Fragmentos de um jornal televisivo

A jornalista encontrava-se a cobrir a reunião da Concertação Social e foi “chamada” pelo pivot do Jornal da Tarde a entrar em directo no Jornal, após o pivot apresentar os temas  em discussão  e afirmar que “por enquanto os sinais são de desconcertação”.

A repórter entra então  no ar  e começa por confirmar que, de facto, os sinais são de “desconcertação”, acrescentando porém:  “sabemos que, aparentemente, “de acordo com a nossa fonte”, “os sindicatos  estão mais receptivos”.

Entretanto, a reunião da Concertação está a acabar e João Proença, líder da UGT, é o primeiro a sair. A repórter questiona-o para saber se, como lhe disse “a sua fonte”, ele tinha mudado de opinião, visto que à entrada se mostrara insatisfeito com a mudança de horários dos trabalhadores para mais meia hora.

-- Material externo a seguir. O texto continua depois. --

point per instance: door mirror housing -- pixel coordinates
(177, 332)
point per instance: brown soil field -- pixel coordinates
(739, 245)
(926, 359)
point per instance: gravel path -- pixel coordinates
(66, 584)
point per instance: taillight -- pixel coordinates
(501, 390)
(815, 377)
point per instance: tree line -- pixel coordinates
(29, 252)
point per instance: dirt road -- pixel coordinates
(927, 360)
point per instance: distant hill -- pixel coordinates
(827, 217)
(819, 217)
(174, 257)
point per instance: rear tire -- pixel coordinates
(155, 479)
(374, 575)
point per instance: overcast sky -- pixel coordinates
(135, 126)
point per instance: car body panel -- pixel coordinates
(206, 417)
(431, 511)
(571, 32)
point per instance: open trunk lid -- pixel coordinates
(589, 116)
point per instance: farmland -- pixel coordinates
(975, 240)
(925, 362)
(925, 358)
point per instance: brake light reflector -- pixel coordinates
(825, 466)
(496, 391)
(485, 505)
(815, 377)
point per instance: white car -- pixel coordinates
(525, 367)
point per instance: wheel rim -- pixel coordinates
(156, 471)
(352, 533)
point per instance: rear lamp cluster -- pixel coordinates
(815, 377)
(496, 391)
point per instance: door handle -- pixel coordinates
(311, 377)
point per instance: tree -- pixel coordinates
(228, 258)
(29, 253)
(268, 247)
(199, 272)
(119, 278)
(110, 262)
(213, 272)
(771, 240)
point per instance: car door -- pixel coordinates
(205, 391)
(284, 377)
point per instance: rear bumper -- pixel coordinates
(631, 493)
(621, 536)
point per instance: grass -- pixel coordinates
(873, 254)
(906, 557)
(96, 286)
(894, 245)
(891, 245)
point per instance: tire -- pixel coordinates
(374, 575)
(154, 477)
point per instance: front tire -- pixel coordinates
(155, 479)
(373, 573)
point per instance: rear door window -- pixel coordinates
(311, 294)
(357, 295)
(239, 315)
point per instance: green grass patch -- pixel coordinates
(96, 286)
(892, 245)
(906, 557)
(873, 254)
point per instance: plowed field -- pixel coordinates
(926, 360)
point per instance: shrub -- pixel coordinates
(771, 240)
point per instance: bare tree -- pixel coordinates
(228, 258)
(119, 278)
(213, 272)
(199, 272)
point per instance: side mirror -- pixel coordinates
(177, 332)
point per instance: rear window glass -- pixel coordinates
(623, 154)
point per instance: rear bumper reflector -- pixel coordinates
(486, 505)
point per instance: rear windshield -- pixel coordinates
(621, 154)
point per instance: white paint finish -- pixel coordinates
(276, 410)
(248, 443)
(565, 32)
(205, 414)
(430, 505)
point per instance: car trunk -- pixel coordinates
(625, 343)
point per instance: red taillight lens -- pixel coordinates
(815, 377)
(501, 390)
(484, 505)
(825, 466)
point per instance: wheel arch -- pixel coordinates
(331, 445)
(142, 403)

Pergunta-lhe então “se realmente houve uma mudança de opinião”.

Não, pelo contrário, disse João Proença, num tom de indignação pouco vulgar na sua,  geralmente cordata, maneira de falar. “Repúdio total“, foi a expressão que usou duas vezes, convidando o governo “que tanto fala da União Europeia” a dar “um único exemplo na UE onde os patrões podem dispôr como querem do horário dos trabalhadores“, avisando o governo  de que “não pode continuar a brincar com a Concertação”. Imparável na sua indignação, João Proença desata depois a enunciar as trapalhices do governo no agendamento dos temas da reunião.

A peça prossegue com o representante dos patrões que embora de modos um pouco mais “suaves”  desancou também na alteração do horário de trabalho: “absurdo”, disse.

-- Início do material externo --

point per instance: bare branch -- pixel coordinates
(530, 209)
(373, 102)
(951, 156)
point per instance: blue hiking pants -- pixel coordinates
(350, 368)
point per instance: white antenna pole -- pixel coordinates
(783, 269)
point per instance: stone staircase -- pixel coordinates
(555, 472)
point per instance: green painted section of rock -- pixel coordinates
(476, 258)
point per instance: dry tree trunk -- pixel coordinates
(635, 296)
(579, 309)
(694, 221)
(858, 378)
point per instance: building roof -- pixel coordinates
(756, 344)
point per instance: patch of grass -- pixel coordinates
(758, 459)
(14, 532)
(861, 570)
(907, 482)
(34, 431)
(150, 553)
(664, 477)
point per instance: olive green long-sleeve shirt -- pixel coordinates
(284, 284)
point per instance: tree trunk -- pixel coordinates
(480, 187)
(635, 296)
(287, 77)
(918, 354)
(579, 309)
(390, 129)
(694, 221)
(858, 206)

Mais para o fim do Jornal da Tarde, o pivot volta a chamar a repórter e eis que surge   o ministro Álvaro Santos Pereira, a princípio nervoso e desconfiado depois alinhando o discurso com o da “tal” fonte que dissera à repórter que os sindicatos “estavam mais receptivos”.

Disse o ministro Álvaro  que “o documento foi recebido pelos parceiros de forma muito positiva”, até elogiado como “bem estruturado e com ideias concretas para a competitividade,  fala em questões como….” e começa a desfiar um role de assuntos sem tocar  na questão da meia hora de trabalho a mais.  

A repórter confronta-o com o desagrado dos parceiros mas o ministro não desarma e continua o seu enunciado, até que surge a referência ao horário de trabalho: Óbviamente que existem algumas divergências mas o Governo ouviu os parceiros e irá continuar a ouvir os parceiros”, foi tudo quanto disse sobre as críticas dos parceiros. “Está a fugir à minha questão”, diz a repórter… “já respondo”, diz Álvaro,  e continua a sua dissertação sobre teoria económica: “a longo prazo…ou  a curto prazo…estas medidas para a competividade só têm impacto a médio prazo”.  

Entretanto a peça terminou porque se esgotaram os prazos (da notícia).

No final, deu para perceber: “a fonte” que antes da reunião disse à repórter que os parceiros estavam “receptivos ” quis marcar o tom das conclusões, certamente por saber que o ministro ou sofre de autismo, ou tem dificuldade em perceber as perguntas que lhe são feitas ou não consegue sair do enunciado teórico das questões. Não sei o que é pior para um ministro.

Conclusão:  o spin para funcionar tem de ser bem feito.